Ben, yardırmak taraftarı değilim. Tedavi ile geçiştirmek istiyorum. O esnada Doktor İsmet Paşa’yı tanıdım. İsmet Paşa da baktı.
– Bir lâpa tertip edeceğim eğer onunla delinirse, ne âlâ, delinmezse ameliyat zaruridir, dedi. Fena halde müteessir oldum.
– Hele şu lâpayı da koyalım da, Allah kerimdir, dedim.
Gece lâpayı yaptılar, arkama koydular. Doktorlar da yanımdaki odada toplandılar. Neticeyi beklemeye başladılar. Eğer çıban sabaha kadar delinmezse ertesi günü mecburi ameliyat olacağım. Bir taraftan da can acısı, diğer taraftan ameliyat endişesiyle neticeyi düşünürken, Feraşet Vekili Esat Efendi’nin geldiğini ve ziyafet arzusunda bulunduğunu söylediler:
– Her şeyde bir hayır vardır. Buyursun, dedim.
Geldi, oturdu. Teselli hatırda bulundu. Biraz ıstırabımı unutur gibi oldum. Tam o sıra da bir mektup getirdiler.
– Açınız bakalım, nedir, dedim.
Mektubu açtılar. Süleymaniyeli Şeyh Ahmet imzalı Arapça bir mektup. Mektubu Esat Efendi’ye verdim.
– Okuyacağım, halim yok, siz okuyunuz, dedim.

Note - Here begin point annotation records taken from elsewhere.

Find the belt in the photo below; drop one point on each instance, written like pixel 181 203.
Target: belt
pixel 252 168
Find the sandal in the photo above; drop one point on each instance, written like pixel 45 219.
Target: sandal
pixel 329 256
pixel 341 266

Esat Efendi mektubu okumaya başladı. Mektup, Evlât, diye başlıyor. Leffen (beraberinde sarılı olarak) gönderdiği “Kazayı Hâcet” duasını her gün ve bahusus (özellikle) başım sıkıldıkça okumamı tavsiye ediyor. Dua, uzun. Tam, dört sayfa, bunu elime alıp ta okumama imkân yok.
– Efendi! Siz okuyunuz da, ben de okuduklarını tekrar edeyim, dedim.
Esat Efendi okumaya başladı. Ben de ona refakat ettim. Daha dua bitmeden uyuya kalmışım. Bir müddet sonra, arkamdan sıcak sıcak bir şeyin aktığını hissederek uyandım. Bir de, ne bakayım? Hey, kadiri Huda. O müthiş çıban delinmiş akıyor. Hemen:
– Doktorlara haber verin, dedim.
Doktorlar geldiler, yarayı muayene ettiler.
– Geçmiş olsun efendim. Çıban açılmış. Artık ameliyata hacet kalmadı, dediler.
Pansuman yaptılar. Temizlediler. İşte o günden beri ne zaman bir şeye sıkılsam bu duayı okurum, dedi.